Beg to differ I’ve hit my highest heart rates outdoors, closest indoors have got is around 97%


----------



## Ming the Merciless (30 Apr 2021)

Dogtrousers said:


> But that wouldn't take into account effort levels. So you could make it a Joules challenge.



Then the challenge could be to accumulate 1000 hours with a HR of 120 or above.


----------



## Ming the Merciless (30 Apr 2021)

Dogtrousers said:


> Nice idea. Although probably want to replace that with a personalised zone or something (just to make it more fiddly to calculate). But tbh it's probably simplest to just do distance as that's what the Zwift platform provides.
> 
> On a more general point It's worth noting that this challenge is a Zwift-only thing. All distances in the challenge are virtual, so the suggestion that there is some kind of implied equivalence between on road riding and virtual training is wrong.
> 
> Here's the link for anyone who wants to read further than the headline. How Catherine Allen hit 5,000 miles by March 9 - Cycling Weekly



or how she didn’t go anywhere outside by 9th March 😂


----------



## Ming the Merciless (30 Apr 2021)

Dogtrousers said:


> I think you'll find she does admit to nipping outside for lunch. _The only time I get to go out is in my lunch break._



Sad


----------



## Ming the Merciless (30 Apr 2021)

Dogtrousers said:


> Tragic. She should get her lunch delivered. Has she never heard of Deliveroo.



Zwifteroo


----------



## Landsurfer (30 Apr 2021)

Dogtrousers said:


> Did you say *motor*cycle?
> 
> Cheat.


Touche’ ...


----------



## Cathryn (30 Apr 2021)

As a runner, I think indoor miles are ten times harder than outdoor miles...so I think she's worked even harder.


----------



## Landsurfer (30 Apr 2021)

Cathryn said:


> As a runner, I think indoor miles are ten times harder than outdoor miles...so I think she's worked even harder.

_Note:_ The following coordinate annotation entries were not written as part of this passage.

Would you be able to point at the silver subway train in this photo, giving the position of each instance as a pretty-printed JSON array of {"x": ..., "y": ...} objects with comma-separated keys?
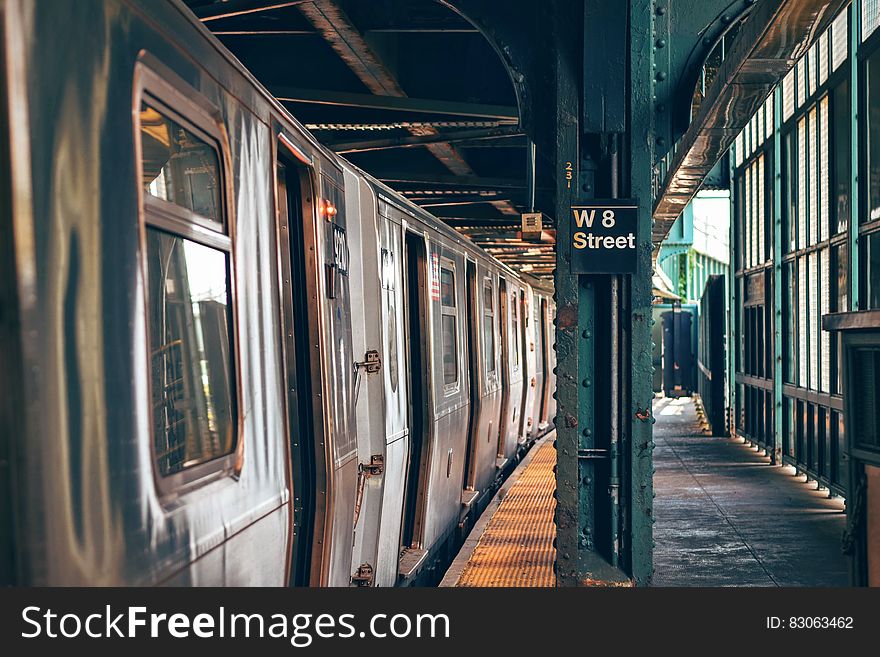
[{"x": 227, "y": 356}]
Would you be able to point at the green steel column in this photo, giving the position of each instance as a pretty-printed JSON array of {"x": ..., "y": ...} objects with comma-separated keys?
[
  {"x": 732, "y": 338},
  {"x": 854, "y": 41},
  {"x": 580, "y": 540},
  {"x": 776, "y": 451},
  {"x": 641, "y": 148},
  {"x": 568, "y": 492}
]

As a Cyclist, I think indoor miles are ten times easier than outdoor miles... so i don’t think she’s worked even harder.


----------



## mustang1 (30 Apr 2021)

Cycling in the house: you build you leg muscles, stamina, it's soo aerobic, and the results are very consistent because you have exactly the correct number of minutes to warm up, do your sprints, do your tempo, it's quite scientific like being in the lab. 

Out on the roads you get aerobic benefit and leg strength improvement, and probably other muscles too as you have to pull on the bars when going up hill. But you develop other skills too, dealing with traffic or pedestrians, being alert, getting sharp, dealing with wind, inclines and descents, potholes, the dreaded rain but you also enjoy the sun. 

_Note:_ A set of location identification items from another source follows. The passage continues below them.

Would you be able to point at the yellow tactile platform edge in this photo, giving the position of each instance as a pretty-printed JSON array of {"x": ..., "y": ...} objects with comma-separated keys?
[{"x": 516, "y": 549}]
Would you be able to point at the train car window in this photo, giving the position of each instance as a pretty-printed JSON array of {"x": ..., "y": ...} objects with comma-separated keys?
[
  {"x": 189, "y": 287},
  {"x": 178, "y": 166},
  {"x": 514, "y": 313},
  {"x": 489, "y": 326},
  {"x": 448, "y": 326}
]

If all you want to do is get fit, go towards the indoor trainer. If you want to be a fit cyclist, go outdoors.

PS. The above is mainly for road cycling. MTBing homes skills in other ways.


----------



## Milkfloat (1 May 2021)

Landsurfer said:


> As a Cyclist, I think indoor miles are ten times easier than outdoor miles... so i don’t think she’s worked even harder.


Perhaps you should actually try it and see how wrong you are.


----------



## Arrowfoot (1 May 2021)

Can you imagine a thread on "Your indoor ride today".


----------



## Landsurfer (1 May 2021)

Milkfloat said:


> Perhaps you should actually try it and see how wrong you are.


Well you took that one out of context ...... well done


----------



## Twilkes (1 May 2021)

Arrowfoot said:


> Can you imagine a thread on "Your indoor ride today".



Isn't that pretty much what the Zwift thread in the Training forum is?

It's maybe similar to the difference between indoor and outdoor climbing, thousands of people could be amazing indoor climbers without ever having to insert their own protection and lead on an actual rockface.


----------



## Ming the Merciless (1 May 2021)

Cathryn said:


> As a runner, I think indoor miles are ten times harder than outdoor miles...so I think she's worked even harder.



It’s the bouncing off the walls, when indoor running, that doesn’t help


----------



## Arrowfoot (1 May 2021)

Twilkes said:


> Isn't that pretty much what the Zwift thread in the Training forum is?
> 
> It's maybe similar to the difference between indoor and outdoor climbing, thousands of people could be amazing indoor climbers without ever having to insert their own protection and lead on an actual rockface.


It is actually the Zwift which the article is based on. Reading the article I got the impression she had some issues and this approach appealed to her. 

Indoor Climbing however is a well recognised sport discipline by itself as suitable rockfaces are not easily accessible or safe. So indoor makes it easier for the masses as well as more affordable. I suspect that there are more people in indoor rather than the outdoor due to cost and access. 

Cycling outdoors however is accessible for everyone. Only inclement weather and the lockdown stops us. Cycling on a trainer however is excellent for training, no arguments there but as a sport not sure.


----------



## sheddy (1 May 2021)

TBH the inside scenery is rather dull


----------



## cougie uk (1 May 2021)

Not really. I use Zwift on one screen and Eurosport on the big screen. 

Indoor cycling is a great use of time. I train inside to enjoy my weekend outdoor rides more.


----------



## Milkfloat (1 May 2021)

Arrowfoot said:


> It is actually the Zwift which the article is based on. Reading the article I got the impression she had some issues and this approach appealed to her.
> 
> Indoor Climbing however is a well recognised sport discipline by itself as suitable rockfaces are not easily accessible or safe. So indoor makes it easier for the masses as well as more affordable. I suspect that there are more people in indoor rather than the outdoor due to cost and access.
> 
> Cycling outdoors however is accessible for everyone. Only inclement weather and the lockdown stops us. Cycling on a trainer however is excellent for training, no arguments there but as a sport not sure.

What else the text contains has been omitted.